Оплошности и открытия
С тем же азартом автор пускается иногда в общие о поэзии рассуждения. Легкость ассоциаций и сопряжений — едва ли не обязательная принадлежность эссеистики. Но они столь же искусительны, сколь и опасны. Суждение вообще не может быть таким же безусловным, как метафора, которая сводит и венчает далекие понятия. Тут иногда необходима точность буквальная.

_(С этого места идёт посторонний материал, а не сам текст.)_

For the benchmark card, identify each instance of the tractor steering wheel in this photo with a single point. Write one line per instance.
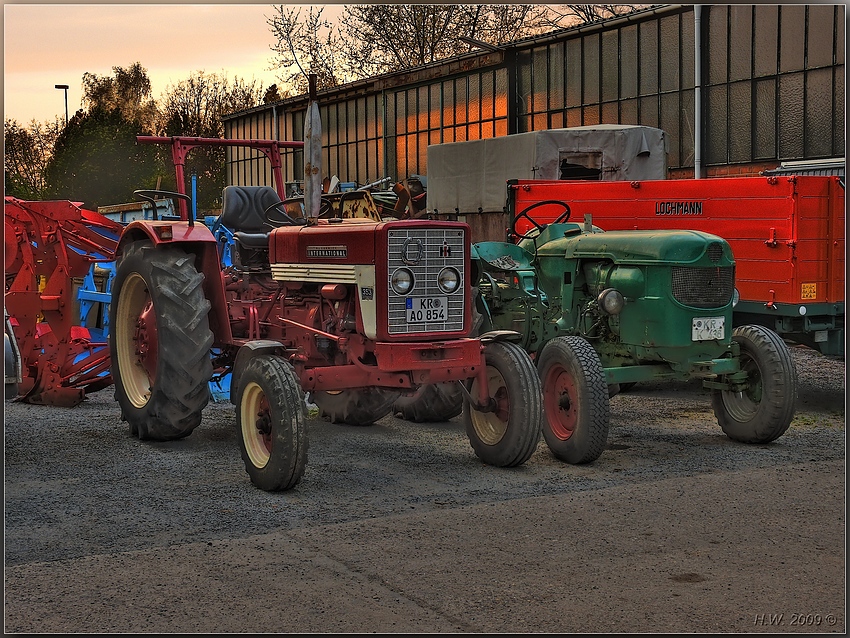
(561, 218)
(279, 209)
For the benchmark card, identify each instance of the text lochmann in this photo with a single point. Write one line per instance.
(678, 208)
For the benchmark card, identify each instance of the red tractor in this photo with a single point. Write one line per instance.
(356, 311)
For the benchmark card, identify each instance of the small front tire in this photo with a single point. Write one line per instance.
(575, 400)
(507, 436)
(272, 431)
(763, 411)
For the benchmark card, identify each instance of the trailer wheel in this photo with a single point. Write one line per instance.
(507, 436)
(160, 341)
(763, 411)
(431, 403)
(355, 407)
(272, 430)
(575, 400)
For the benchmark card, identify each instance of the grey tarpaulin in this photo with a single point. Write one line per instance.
(466, 177)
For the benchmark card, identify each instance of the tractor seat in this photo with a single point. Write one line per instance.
(243, 208)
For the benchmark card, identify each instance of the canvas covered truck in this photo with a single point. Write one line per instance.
(466, 180)
(787, 233)
(352, 309)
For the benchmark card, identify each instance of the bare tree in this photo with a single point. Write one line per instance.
(26, 154)
(129, 91)
(567, 15)
(194, 108)
(379, 38)
(304, 46)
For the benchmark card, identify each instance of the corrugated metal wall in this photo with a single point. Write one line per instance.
(773, 90)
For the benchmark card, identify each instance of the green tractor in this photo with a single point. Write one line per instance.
(599, 311)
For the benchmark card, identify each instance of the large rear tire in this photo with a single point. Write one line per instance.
(763, 411)
(160, 341)
(507, 436)
(363, 406)
(272, 432)
(575, 400)
(431, 403)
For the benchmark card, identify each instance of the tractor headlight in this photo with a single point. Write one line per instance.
(611, 301)
(402, 281)
(448, 280)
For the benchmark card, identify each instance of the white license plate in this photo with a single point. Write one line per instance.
(426, 309)
(707, 328)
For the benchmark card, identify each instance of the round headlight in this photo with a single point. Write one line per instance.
(402, 281)
(448, 280)
(611, 301)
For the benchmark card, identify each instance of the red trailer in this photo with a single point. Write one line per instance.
(787, 233)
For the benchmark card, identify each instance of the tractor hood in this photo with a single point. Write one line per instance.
(680, 247)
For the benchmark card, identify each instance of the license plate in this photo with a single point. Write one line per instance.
(707, 328)
(426, 309)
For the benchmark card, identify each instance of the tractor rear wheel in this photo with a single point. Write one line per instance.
(508, 435)
(575, 400)
(160, 341)
(431, 403)
(363, 406)
(763, 411)
(272, 432)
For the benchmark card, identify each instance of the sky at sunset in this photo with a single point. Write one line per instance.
(49, 44)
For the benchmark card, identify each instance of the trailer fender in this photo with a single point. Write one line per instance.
(245, 354)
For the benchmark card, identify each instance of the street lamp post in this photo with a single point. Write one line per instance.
(65, 87)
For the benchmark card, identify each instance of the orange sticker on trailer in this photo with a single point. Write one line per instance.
(808, 291)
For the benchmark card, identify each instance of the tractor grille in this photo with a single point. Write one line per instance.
(703, 287)
(425, 252)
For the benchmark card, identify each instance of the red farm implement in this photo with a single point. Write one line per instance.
(48, 244)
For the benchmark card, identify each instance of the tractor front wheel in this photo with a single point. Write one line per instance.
(160, 341)
(272, 432)
(575, 400)
(762, 411)
(507, 435)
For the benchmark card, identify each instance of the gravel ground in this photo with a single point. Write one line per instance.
(82, 496)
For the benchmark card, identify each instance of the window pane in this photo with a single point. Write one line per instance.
(670, 53)
(819, 113)
(540, 79)
(838, 132)
(739, 122)
(715, 133)
(740, 42)
(820, 35)
(687, 51)
(766, 28)
(628, 112)
(790, 116)
(574, 72)
(628, 61)
(648, 57)
(717, 33)
(649, 111)
(610, 65)
(670, 125)
(556, 76)
(765, 124)
(591, 68)
(792, 36)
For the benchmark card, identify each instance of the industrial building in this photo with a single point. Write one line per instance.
(737, 89)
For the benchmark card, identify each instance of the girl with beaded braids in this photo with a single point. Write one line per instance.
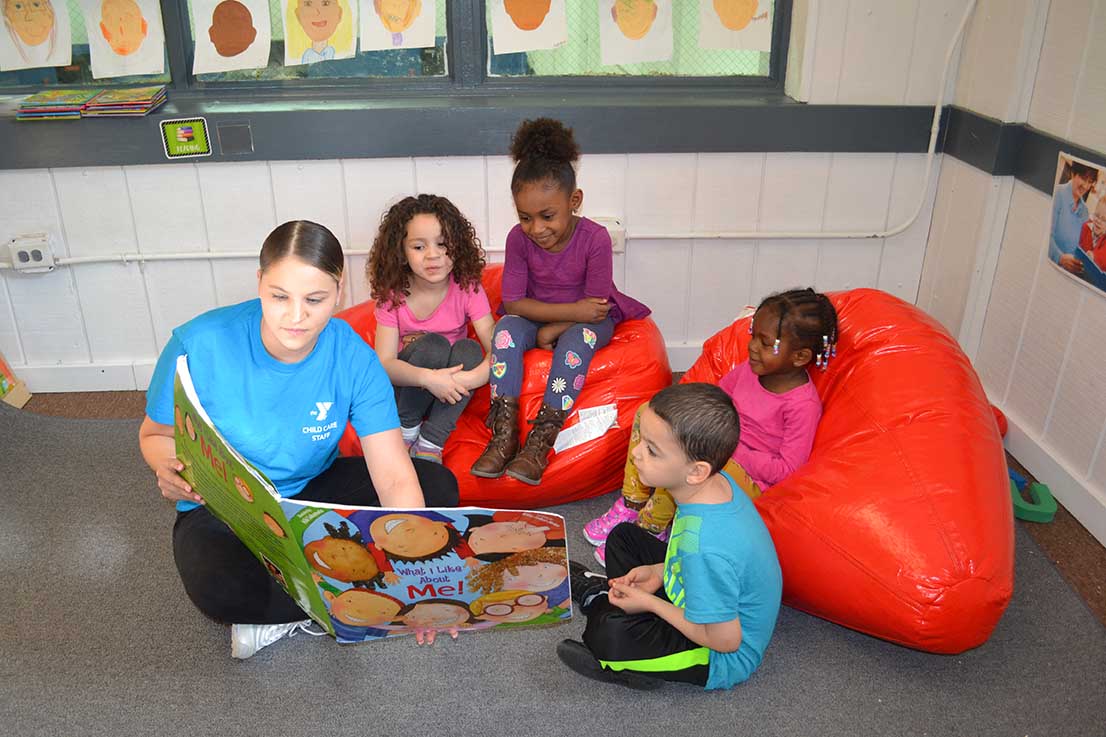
(778, 407)
(559, 294)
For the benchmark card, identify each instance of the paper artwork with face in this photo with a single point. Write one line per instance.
(37, 34)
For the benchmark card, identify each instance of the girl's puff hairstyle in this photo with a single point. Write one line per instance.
(703, 421)
(544, 149)
(809, 318)
(387, 271)
(309, 241)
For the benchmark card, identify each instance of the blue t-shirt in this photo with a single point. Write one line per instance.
(721, 564)
(285, 418)
(1067, 219)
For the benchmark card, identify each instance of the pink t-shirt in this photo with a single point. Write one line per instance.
(450, 319)
(776, 429)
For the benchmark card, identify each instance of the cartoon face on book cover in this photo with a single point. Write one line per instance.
(387, 572)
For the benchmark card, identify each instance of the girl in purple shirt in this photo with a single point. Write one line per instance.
(559, 294)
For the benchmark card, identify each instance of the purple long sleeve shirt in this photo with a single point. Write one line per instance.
(583, 269)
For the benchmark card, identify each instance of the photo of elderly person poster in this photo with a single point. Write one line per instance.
(125, 37)
(230, 34)
(1077, 229)
(38, 34)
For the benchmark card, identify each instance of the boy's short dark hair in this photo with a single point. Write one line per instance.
(702, 419)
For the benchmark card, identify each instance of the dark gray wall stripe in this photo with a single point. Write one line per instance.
(1010, 148)
(985, 143)
(473, 125)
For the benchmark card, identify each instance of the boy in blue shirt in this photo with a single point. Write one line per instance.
(701, 609)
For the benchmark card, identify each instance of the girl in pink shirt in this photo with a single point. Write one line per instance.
(776, 404)
(425, 274)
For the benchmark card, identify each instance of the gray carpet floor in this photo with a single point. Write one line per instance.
(101, 640)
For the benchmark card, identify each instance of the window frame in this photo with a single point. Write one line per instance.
(467, 68)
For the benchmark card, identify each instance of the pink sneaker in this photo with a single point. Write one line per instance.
(601, 551)
(597, 530)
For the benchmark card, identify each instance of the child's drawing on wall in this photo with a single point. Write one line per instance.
(37, 35)
(319, 30)
(230, 34)
(744, 24)
(633, 31)
(125, 37)
(398, 24)
(528, 24)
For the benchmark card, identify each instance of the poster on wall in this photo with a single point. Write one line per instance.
(230, 34)
(528, 26)
(397, 24)
(741, 24)
(1077, 231)
(37, 33)
(319, 30)
(633, 31)
(125, 37)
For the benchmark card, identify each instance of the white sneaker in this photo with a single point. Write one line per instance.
(248, 639)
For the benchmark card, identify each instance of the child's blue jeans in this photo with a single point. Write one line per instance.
(572, 354)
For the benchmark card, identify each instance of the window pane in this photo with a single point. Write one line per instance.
(580, 55)
(79, 73)
(399, 62)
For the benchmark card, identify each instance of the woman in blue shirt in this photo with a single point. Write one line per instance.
(280, 379)
(1068, 214)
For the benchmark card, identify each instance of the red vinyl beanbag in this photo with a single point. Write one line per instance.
(627, 372)
(900, 522)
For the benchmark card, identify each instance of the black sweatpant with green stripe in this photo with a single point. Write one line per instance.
(643, 642)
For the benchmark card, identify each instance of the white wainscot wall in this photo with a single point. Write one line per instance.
(1040, 357)
(100, 327)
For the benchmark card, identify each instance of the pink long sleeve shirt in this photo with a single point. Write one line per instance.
(776, 429)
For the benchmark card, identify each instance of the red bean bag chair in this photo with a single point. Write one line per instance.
(900, 522)
(627, 372)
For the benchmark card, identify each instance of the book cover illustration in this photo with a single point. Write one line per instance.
(366, 572)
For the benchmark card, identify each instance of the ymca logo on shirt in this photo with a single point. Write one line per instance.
(321, 429)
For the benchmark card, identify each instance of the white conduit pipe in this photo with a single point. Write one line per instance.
(818, 235)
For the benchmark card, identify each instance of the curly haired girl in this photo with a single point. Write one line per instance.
(424, 271)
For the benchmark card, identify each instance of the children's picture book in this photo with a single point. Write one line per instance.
(131, 102)
(12, 391)
(368, 572)
(54, 104)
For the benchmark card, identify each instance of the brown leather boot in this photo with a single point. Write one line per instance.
(503, 423)
(530, 464)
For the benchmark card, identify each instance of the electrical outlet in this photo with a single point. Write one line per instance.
(31, 253)
(617, 231)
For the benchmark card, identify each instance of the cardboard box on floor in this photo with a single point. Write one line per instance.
(12, 391)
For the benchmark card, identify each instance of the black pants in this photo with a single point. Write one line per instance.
(623, 640)
(228, 583)
(415, 403)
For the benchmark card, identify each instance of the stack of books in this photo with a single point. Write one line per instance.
(123, 103)
(55, 105)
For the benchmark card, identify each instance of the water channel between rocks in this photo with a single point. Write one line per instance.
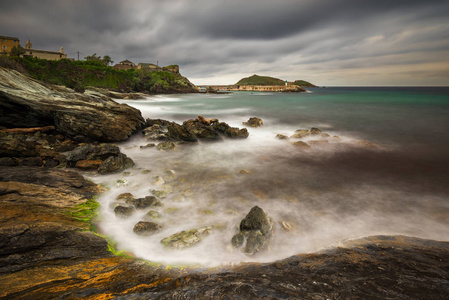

«Авангард довел до предела важнейшее открытие за многовековую историю человеческой мысли — открытие романтизма, он же индивидуализм (эпоха, освященная великими именами Наполеона, Байрона, Бетховена): автор равен произведению. В футуризме (а потом в поп-арте) само явление художника стало главным актом творчества». Подросток, склонный к глобальным обобщениям, быть может, и пролетит с легкостью это место и даже не спросит, о какой, собственно, эпохе речь. Ведь индивидуализм на несколько веков старше романтизма. Ряд имен эффектен, но этим и исчерпывается его содержание. Почему бы, к примеру, не добавить в него Сталина? Тоже был романтик. Общие черты можно найти при желании в чем угодно, хоть в морковке с ананасом. Можно, конечно, долететь за две строчки от романтизма до поп-арта, но ничего это не объяснит ни в том, ни в другом. Да и не ставили романтики знак равенства между творцом и произведением. Творец для них был важнее произведения, именно поэтому им принадлежит выражение «гений времени». И впервые попытались превратить свою жизнь в искусство не футуристы, а их предшественники — символисты. Вот и выходит, что все явления как будто в чем-то схожи, откликаются друг другу кривым эхом, но не попадают в лад, и музыки не получается.
Не слишком много по отношению к основному корпусу текста, но Вайль все же говорит и о самих стихах, обнаруживая при этом замечательное филологическое чутье. Так, он задумывается, почему в цветаевской «Тоске по родине» допущена очевидная ошибка: рябина названа кустом? И ошибка ли это? Я с юности знаю это стихотворение наизусть, но никогда подобным вопросом не задавался. Исходя из простого предположения, что гений не может допустить такой оплошности, Петр Вайль обратился к стихотворным циклам «Деревья» и «Куст» и сделал, мне кажется, небольшое открытие. Интересно сравнение стихотворений с одинаковым названием «Август» Пастернака, Бродского и Анненского. Или такая неожиданная и по ходу текста доказанная перекличка: «Хемингуэя Пастернак ставил очень высоко. В строке из „Магдалины II“ — „И земля качнется под ногами…“ — даже слышится отзвук слов другой Марии, из романа „По ком звонит колокол“…»
Остается добавить, что книга прекрасно издана, ее не только интересно читать, но и приятно держать в руках.